Il 3 gennaio 2020 segna il quarto anniversario dell’assassinio del generale Qassem Soleimani, figura di spicco delle operazioni militari iraniane all’estero, avvenuto in un raid americano all’aeroporto di Baghdad. Basso di statura ma imponente nella sua influenza, Soleimani era noto per guidare le più segrete e sanguinose operazioni dell’Iran nella regione mediorientale.
Indice
ToggleOrdine di Trump e Raid a Baghdad
L’ordine di colpire Qassem Soleimani giunse in risposta a una serie di eventi del dicembre 2019, tra cui l’attacco di milizie sciite alla base aerea K-1 di Kirkuk e l’assalto all’ambasciata statunitense a Baghdad.
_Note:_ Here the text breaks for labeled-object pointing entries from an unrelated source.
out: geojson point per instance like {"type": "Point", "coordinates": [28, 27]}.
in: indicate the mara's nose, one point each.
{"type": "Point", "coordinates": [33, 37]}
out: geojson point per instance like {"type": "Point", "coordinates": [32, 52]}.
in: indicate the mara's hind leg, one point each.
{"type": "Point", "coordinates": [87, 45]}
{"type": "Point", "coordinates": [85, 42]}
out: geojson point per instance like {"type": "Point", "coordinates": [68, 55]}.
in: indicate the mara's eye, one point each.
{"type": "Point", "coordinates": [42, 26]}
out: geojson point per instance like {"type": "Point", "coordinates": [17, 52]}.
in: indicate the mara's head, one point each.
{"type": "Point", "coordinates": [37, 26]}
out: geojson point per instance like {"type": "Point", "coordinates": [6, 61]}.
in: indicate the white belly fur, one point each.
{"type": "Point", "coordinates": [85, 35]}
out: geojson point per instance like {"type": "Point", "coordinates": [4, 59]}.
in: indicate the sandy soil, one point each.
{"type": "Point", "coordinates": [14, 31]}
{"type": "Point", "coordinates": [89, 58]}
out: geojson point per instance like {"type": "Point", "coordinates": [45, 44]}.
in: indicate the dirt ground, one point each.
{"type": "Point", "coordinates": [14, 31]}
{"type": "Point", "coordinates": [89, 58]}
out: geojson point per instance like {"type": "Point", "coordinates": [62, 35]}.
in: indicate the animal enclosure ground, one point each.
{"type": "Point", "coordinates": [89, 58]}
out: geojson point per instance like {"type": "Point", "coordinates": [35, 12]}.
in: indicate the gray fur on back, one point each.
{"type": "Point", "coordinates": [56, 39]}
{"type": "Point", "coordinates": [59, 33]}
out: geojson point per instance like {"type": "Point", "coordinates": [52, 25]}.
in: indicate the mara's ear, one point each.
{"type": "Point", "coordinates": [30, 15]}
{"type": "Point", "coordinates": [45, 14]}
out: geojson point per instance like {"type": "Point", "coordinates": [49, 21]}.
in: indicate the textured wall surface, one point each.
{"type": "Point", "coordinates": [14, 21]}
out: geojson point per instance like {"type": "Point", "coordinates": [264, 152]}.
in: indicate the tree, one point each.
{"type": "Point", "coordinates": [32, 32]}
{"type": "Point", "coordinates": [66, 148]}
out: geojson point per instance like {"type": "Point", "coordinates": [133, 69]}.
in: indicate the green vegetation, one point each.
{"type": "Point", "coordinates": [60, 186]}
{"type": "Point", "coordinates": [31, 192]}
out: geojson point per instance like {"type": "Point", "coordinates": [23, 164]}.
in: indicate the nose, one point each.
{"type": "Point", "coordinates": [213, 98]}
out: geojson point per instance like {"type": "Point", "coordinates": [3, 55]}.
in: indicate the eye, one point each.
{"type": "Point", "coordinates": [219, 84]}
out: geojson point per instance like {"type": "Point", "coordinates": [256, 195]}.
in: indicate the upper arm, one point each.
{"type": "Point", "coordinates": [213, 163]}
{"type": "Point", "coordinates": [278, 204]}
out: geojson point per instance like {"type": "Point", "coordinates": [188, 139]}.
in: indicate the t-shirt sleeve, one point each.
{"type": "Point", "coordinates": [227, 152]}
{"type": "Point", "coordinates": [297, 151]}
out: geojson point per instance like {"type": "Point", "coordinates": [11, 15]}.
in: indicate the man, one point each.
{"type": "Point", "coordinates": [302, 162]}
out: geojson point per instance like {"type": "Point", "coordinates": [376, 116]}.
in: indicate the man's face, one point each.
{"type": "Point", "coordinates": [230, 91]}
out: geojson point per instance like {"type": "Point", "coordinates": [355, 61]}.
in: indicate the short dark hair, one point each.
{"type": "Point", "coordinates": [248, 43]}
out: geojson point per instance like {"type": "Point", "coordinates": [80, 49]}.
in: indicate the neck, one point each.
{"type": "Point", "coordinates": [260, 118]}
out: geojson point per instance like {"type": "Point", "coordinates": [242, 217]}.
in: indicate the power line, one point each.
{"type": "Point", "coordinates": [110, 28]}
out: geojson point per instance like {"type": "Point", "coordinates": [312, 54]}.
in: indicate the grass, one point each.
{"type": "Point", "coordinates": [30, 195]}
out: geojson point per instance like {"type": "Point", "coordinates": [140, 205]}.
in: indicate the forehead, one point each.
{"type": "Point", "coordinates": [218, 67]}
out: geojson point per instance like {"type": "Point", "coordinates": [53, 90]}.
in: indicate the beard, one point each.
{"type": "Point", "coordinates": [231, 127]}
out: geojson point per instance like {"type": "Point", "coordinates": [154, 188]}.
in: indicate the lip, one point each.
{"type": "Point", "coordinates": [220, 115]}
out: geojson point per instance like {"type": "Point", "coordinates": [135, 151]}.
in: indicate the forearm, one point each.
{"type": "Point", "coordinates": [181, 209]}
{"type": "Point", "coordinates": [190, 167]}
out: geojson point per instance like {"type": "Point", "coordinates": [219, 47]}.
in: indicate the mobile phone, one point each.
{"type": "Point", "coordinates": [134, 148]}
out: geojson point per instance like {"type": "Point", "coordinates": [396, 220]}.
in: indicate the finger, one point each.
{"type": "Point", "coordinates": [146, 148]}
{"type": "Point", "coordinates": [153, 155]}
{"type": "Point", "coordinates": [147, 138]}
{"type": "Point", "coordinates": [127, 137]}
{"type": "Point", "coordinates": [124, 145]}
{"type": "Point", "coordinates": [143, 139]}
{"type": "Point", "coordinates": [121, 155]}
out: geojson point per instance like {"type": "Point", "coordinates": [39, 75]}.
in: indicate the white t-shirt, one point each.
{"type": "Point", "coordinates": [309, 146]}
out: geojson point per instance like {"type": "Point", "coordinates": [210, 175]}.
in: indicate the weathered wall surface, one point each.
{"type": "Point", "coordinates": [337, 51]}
Il 3 gennaio, in un attacco con drone statunitense, il generale Soleimani venne ucciso all’aeroporto internazionale di Baghdad, insieme al capo delle Forze di Mobilitazione Popolare sciite irachene, Abu Mahdi al-Muhandis. L’operazione fu eseguita su ordine diretto del presidente Donald Trump.
Reazioni e Conseguenze
L’uccisione di Soleimani scatenò una serie di reazioni in Medio Oriente e oltre. Mentre gli Stati Uniti celebravano la rimozione di una figura considerata pericolosa, i sostenitori di Soleimani e molti paesi della regione condannarono l’azione come un atto di aggressione. Le tensioni tra Stati Uniti e Iran raggiunsero livelli critici, portando a una crescente instabilità nella regione.
Ulteriori Azioni: Shibl al-Zaydi
Il 4 gennaio 2020, un altro attacco mirato a nord di Baghdad portò alla morte di Shibl al-Zaydi, il capo delle brigate Katai’b Hezbollah, un gruppo paramilitare sciita iracheno filo-iraniano. L’attacco provocò ulteriori polemiche e consolidò ulteriormente la percezione di una regione sospesa su un filo di tensione.
A quattro anni dalla morte di Qassem Soleimani, il suo impatto e la sua eredità persistono, mentre la storia di quel fatidico giorno continua a influenzare le dinamiche geopolitiche della regione.